Writing a birth plan

Photo of author
Written By Brie

While pregnancy is exciting many of us dread the upcoming labor. And usually, that has to do with things like the expected pain and fear of the unknown. However, writing a birth plan helps you prepare as best as you can for the big day.

There is so much that can and sometimes does happen that we can’t plan for though. As I experienced first hand in our second birth, planing out your preferences does not mean things will happen that way.

what is a birth plan?

A birth plan is just that, a tool that communicates your preferences and goals before, during and after labor and delivery. In it parents outline the best case scenario on how they would like to labor and deliver the baby as well as handle the after delivery care if all goes as planned.

why you should create a birth plan

There are many reasons to write a birth plan, I did one up with our first birth and found it extremely helpful.

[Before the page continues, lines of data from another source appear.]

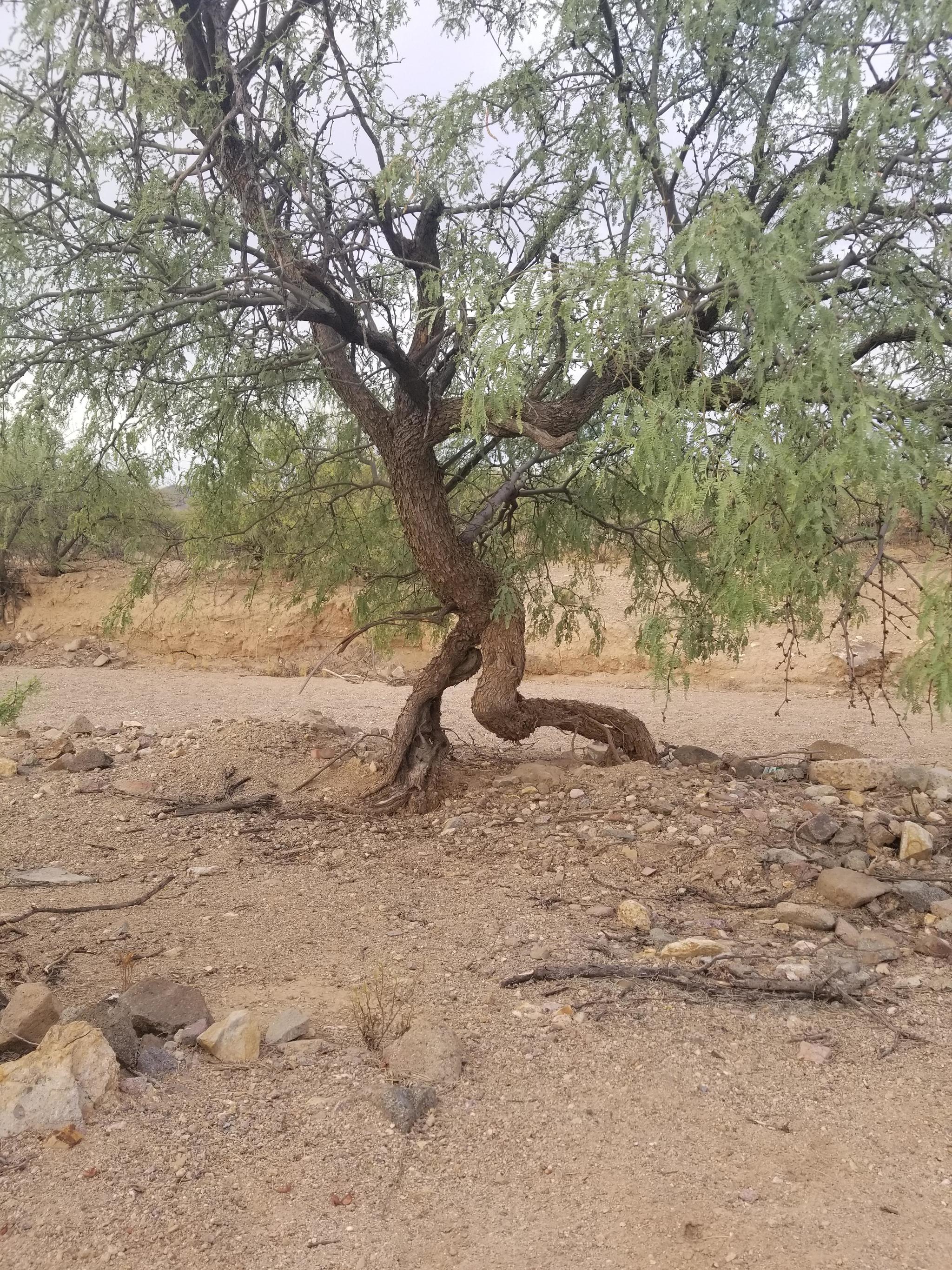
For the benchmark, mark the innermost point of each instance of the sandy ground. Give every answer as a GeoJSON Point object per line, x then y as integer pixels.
{"type": "Point", "coordinates": [720, 719]}
{"type": "Point", "coordinates": [666, 1130]}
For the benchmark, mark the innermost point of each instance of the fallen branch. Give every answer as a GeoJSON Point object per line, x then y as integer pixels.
{"type": "Point", "coordinates": [225, 805]}
{"type": "Point", "coordinates": [88, 909]}
{"type": "Point", "coordinates": [822, 991]}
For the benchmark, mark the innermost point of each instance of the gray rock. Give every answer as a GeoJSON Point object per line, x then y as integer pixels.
{"type": "Point", "coordinates": [782, 857]}
{"type": "Point", "coordinates": [405, 1104]}
{"type": "Point", "coordinates": [851, 835]}
{"type": "Point", "coordinates": [432, 1055]}
{"type": "Point", "coordinates": [164, 1006]}
{"type": "Point", "coordinates": [856, 860]}
{"type": "Point", "coordinates": [84, 761]}
{"type": "Point", "coordinates": [157, 1062]}
{"type": "Point", "coordinates": [690, 756]}
{"type": "Point", "coordinates": [190, 1036]}
{"type": "Point", "coordinates": [912, 777]}
{"type": "Point", "coordinates": [79, 727]}
{"type": "Point", "coordinates": [289, 1025]}
{"type": "Point", "coordinates": [748, 770]}
{"type": "Point", "coordinates": [810, 918]}
{"type": "Point", "coordinates": [847, 890]}
{"type": "Point", "coordinates": [819, 828]}
{"type": "Point", "coordinates": [51, 876]}
{"type": "Point", "coordinates": [921, 896]}
{"type": "Point", "coordinates": [850, 774]}
{"type": "Point", "coordinates": [112, 1017]}
{"type": "Point", "coordinates": [27, 1017]}
{"type": "Point", "coordinates": [659, 938]}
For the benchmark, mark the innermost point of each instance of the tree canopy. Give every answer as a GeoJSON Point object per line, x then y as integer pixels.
{"type": "Point", "coordinates": [674, 284]}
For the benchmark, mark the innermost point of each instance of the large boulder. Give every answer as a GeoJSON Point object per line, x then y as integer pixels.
{"type": "Point", "coordinates": [113, 1020]}
{"type": "Point", "coordinates": [163, 1006]}
{"type": "Point", "coordinates": [845, 888]}
{"type": "Point", "coordinates": [850, 774]}
{"type": "Point", "coordinates": [72, 1071]}
{"type": "Point", "coordinates": [28, 1017]}
{"type": "Point", "coordinates": [237, 1039]}
{"type": "Point", "coordinates": [432, 1056]}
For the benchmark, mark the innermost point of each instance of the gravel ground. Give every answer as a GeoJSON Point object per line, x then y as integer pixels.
{"type": "Point", "coordinates": [721, 720]}
{"type": "Point", "coordinates": [658, 1130]}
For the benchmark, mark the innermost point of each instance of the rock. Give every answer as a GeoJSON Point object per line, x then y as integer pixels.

A good birth plan can help you understand what to expect when you go into labor, and knowing things like what is practical or feasible and what your practitioner and birthing location have available to support you.

A birth plan can head off unrealistic expectations, minimize disappointments and eliminate some conflict or miscommunication between Mamma and her support team. It’s also a great way to get the lines of communication open.

you’ll ask more questions

The joy of writing up any kind of plan is that you start to ask questions. This leads us down the road to answers…

For instance, not all care providers will automatically want you to have an epidural. Asking questions about pain management will help you see what your care provider thinks and if you are on the same page or not.

This also will get you asking about options available at your birthing location, things like birthing tubs are not available everywhere but you may have the option of a shower instead of a tub. Some locations also have a variety of other birthing tools like slings, birthing balls, birthing stools etc. knowing what tools you will have access to can help you plan out what you would like to do.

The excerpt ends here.